SALT LAKE CITY -- The City Creek Center is wrapping up its first weekend in business with big crowds and bigger sales. And the overall impact could lead to a revitalization of the downtown area.
In 1999, the Salt Lake City Council commissioned a study by the University of Utah's Bureau of Economic and Business Research about the impact The Gateway would have on Main Street and its two indoor malls, the ZCMI Center and Crossroads Mall.
"What we found, it was going to compete as well as complement," said Jim Wood, the bureau's director. "But that's the nature of downtown businesses."
Now, the privately-funded City Creek Center has opened where ZCMI and Crossroads once stood.
"Whatever happens, really, this has been the catalyst," said Robert Taubman, the CEO of Taubman Centers, Inc., City Creek's owner. "This has been a great beginning of the rebirth of this city."
U. researchers said The Gateway will likely see some business siphoned away by City Creek Center. But both shopping centers, and downtown Salt Lake City in general, face an even bigger threat.
"Retail for the last many years has been under intense competition from the suburbs," Wood said.
But things have changed, too.
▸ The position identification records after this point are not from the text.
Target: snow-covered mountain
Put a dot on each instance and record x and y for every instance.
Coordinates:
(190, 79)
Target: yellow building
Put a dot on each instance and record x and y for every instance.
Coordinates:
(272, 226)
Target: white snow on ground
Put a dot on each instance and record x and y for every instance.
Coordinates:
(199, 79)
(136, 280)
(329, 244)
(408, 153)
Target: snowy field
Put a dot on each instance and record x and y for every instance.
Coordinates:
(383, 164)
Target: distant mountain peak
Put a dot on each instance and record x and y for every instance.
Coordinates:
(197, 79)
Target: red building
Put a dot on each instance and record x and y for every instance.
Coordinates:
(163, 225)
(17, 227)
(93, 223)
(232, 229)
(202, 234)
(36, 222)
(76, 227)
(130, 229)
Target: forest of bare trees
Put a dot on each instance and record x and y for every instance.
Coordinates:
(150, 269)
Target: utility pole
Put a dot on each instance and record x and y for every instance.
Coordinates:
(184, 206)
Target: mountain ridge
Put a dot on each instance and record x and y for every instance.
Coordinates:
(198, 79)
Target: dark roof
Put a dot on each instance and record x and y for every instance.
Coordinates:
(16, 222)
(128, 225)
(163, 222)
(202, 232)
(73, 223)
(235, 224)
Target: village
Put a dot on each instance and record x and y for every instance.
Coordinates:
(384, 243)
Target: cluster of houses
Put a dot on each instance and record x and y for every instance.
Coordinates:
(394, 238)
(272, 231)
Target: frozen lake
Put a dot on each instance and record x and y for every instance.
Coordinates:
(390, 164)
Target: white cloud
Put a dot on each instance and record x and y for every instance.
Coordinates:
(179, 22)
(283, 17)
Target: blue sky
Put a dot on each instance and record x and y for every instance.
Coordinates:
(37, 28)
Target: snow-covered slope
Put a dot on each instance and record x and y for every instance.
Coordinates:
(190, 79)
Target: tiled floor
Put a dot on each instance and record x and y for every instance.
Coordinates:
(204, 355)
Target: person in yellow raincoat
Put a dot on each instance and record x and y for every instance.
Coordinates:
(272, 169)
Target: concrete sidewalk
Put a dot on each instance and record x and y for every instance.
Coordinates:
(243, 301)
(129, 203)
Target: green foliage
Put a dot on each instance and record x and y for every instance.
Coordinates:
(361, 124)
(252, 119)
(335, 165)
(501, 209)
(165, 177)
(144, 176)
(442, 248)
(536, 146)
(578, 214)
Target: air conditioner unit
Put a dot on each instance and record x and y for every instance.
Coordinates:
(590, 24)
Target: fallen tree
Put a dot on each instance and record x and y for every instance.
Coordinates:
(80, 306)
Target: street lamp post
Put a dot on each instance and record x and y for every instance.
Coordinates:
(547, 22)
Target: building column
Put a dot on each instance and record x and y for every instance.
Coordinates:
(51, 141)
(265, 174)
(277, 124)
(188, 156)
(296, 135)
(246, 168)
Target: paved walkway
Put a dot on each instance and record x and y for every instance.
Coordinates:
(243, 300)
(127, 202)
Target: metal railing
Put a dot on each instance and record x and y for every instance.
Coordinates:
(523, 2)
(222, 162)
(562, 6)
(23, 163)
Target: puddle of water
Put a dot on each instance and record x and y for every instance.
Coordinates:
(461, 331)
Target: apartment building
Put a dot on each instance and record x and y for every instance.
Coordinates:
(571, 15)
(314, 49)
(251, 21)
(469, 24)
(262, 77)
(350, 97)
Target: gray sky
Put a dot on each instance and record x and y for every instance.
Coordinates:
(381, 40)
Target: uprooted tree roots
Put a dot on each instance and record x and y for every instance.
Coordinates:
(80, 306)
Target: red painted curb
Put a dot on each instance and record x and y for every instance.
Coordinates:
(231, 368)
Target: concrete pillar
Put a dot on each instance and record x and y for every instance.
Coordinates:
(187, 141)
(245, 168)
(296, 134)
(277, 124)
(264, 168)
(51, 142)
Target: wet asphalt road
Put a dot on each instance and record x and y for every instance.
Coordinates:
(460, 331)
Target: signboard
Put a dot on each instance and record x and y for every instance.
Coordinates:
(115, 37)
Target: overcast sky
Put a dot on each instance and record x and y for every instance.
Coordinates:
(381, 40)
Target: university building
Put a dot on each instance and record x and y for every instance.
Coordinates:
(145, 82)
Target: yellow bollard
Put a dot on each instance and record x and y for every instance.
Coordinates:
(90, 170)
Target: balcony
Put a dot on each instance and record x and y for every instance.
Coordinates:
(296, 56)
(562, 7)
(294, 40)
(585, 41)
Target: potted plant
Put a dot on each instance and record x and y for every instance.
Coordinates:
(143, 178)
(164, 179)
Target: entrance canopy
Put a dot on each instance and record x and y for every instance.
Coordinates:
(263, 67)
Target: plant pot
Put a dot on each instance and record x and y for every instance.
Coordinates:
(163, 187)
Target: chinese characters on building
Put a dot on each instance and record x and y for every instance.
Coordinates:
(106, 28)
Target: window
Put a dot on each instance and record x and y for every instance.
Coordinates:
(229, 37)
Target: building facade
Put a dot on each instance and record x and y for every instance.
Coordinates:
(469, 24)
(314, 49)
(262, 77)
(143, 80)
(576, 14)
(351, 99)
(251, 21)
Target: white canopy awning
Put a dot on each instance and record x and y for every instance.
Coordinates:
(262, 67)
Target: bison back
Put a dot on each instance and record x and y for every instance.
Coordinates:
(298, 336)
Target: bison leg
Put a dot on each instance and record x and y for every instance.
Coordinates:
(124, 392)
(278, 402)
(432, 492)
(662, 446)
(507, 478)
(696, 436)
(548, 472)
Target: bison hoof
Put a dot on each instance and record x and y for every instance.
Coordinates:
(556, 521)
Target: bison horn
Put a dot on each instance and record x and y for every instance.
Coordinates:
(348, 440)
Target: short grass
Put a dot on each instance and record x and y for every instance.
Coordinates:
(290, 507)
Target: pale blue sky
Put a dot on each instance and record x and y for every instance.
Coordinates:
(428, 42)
Since the days of The Gateway, ZCMI and Crossroads, Salt Lake City has gone from approximately 1.2 million square feet of retail space to 700,000 between City Creek Center and The Gateway.
The appeal of the two shopping centers can work to the city's favor to lure suburbanites back downtown, Wood said.
"This is an opportunity now for the city to really capture a little bit greater share of the county's retail," he said.